Plagues and Pleasures on the Salton Sea: Who Knew John Waters Was an Environmentalist?

In February, as plans for a $6 billion Salton Sea rehab project were being fought over (where to preserve nature? where to unleash the Jet Skis?), California newspapers reported that hundreds of thousands of dead fish had been discovered along the inland ocean’s shores. Readers could only wonder, “How did anyone notice?” The Imperial Valley waterway makes the troubled Sea of Aral look like Lake Tahoe by comparison and has become the mother of all metaphors—a cautionary ecological fable, a symbol of real-estate schemes gone bust and the California Dream turned to alkaline dust.
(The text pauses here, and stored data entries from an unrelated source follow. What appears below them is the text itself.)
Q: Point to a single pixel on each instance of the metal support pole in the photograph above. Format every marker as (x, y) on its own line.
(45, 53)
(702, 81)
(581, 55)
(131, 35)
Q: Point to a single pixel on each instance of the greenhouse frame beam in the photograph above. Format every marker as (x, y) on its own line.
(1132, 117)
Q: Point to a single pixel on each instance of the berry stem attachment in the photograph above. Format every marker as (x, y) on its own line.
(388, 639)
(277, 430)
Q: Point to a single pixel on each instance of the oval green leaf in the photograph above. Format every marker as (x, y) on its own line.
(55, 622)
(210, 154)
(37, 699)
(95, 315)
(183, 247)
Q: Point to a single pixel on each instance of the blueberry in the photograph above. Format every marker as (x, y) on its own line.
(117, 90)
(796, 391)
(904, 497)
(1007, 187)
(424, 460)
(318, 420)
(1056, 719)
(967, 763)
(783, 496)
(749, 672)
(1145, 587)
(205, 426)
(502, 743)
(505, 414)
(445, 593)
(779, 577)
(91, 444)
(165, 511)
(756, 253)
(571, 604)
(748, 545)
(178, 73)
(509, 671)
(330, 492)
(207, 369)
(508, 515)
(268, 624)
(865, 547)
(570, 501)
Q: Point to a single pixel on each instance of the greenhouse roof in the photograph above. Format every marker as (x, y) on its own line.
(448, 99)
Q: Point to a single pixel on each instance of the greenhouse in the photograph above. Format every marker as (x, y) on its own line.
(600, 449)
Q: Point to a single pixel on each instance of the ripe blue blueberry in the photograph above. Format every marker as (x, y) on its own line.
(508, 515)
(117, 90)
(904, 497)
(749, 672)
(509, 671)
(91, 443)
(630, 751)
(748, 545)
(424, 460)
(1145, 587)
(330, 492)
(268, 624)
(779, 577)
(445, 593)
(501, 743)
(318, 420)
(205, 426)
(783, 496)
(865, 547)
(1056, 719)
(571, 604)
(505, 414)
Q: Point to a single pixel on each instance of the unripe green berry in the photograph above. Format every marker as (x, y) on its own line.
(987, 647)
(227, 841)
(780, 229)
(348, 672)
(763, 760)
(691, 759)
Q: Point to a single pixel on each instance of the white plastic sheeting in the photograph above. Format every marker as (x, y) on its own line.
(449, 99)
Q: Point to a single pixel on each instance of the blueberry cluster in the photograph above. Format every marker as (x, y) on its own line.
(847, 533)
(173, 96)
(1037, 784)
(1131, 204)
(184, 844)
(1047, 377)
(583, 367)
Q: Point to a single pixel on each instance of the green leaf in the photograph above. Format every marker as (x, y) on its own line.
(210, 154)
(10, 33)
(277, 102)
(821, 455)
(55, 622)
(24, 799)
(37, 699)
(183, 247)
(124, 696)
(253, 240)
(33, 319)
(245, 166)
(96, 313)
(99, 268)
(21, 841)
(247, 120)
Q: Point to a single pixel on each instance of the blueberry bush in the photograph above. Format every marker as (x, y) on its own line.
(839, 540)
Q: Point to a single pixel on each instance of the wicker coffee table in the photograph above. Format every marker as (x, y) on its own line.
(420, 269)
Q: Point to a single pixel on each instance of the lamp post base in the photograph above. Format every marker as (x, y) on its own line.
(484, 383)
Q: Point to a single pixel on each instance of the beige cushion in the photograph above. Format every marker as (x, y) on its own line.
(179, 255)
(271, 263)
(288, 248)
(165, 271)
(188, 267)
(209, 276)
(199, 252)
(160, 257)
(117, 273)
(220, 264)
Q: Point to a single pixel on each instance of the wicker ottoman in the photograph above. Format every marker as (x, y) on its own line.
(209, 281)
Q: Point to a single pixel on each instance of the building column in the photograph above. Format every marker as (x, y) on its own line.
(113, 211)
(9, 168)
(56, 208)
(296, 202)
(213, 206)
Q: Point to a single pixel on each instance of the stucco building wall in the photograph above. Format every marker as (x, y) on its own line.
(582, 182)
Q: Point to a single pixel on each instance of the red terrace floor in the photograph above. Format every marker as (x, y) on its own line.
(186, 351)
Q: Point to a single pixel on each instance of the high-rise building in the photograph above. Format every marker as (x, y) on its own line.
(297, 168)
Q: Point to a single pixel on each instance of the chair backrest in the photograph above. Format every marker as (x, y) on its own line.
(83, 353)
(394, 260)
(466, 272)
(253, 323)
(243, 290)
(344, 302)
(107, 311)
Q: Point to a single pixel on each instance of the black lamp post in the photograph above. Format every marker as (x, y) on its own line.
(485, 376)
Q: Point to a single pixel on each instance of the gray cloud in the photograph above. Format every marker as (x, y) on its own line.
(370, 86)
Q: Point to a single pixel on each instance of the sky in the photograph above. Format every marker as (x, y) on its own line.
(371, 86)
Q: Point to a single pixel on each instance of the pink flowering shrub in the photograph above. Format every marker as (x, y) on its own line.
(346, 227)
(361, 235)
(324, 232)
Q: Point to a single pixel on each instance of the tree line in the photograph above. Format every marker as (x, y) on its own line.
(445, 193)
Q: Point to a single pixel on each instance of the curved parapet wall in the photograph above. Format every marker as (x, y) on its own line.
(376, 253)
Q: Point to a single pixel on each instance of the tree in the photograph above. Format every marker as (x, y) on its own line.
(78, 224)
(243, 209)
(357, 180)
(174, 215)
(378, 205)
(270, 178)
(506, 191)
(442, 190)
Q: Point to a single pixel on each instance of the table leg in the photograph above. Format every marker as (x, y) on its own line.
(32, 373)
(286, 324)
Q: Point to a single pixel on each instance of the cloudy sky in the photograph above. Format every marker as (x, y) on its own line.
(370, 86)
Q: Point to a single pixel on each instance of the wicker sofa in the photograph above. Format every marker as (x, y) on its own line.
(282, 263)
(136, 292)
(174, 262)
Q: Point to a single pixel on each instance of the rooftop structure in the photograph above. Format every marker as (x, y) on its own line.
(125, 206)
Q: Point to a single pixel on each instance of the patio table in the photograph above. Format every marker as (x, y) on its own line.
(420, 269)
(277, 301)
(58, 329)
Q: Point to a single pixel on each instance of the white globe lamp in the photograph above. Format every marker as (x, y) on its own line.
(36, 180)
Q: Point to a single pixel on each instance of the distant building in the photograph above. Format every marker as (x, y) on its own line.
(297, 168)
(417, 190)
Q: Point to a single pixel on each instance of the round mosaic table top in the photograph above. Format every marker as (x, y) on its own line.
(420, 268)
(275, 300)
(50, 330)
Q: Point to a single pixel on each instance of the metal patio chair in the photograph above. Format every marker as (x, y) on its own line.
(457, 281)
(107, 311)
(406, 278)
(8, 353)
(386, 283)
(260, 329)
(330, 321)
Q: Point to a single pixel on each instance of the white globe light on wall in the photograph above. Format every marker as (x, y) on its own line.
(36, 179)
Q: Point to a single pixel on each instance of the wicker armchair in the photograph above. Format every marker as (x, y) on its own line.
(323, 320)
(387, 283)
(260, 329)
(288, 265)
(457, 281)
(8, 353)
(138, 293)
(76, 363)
Chris Metzler and Jeff Springer’s documentary, narrated with surprising empathy by John Waters, is a historically thorough and thoroughly hysterical examination of the big, smelly desert lake’s formation (breached Colorado River levee), its tourist heyday (1960s), and the grim odds against revitalization. Interviews conducted all around the sea focus on the mostly elderly locals—notably a profane, drunken Hungarian known as Hunky Daddy—along with fish-and-game wardens, and kids from Bombay Beach’s growing African American community. The young blacks seem marooned in this blasted desert oasis, yet more poignant is their palpable fear of the violent Los Angeles they fled.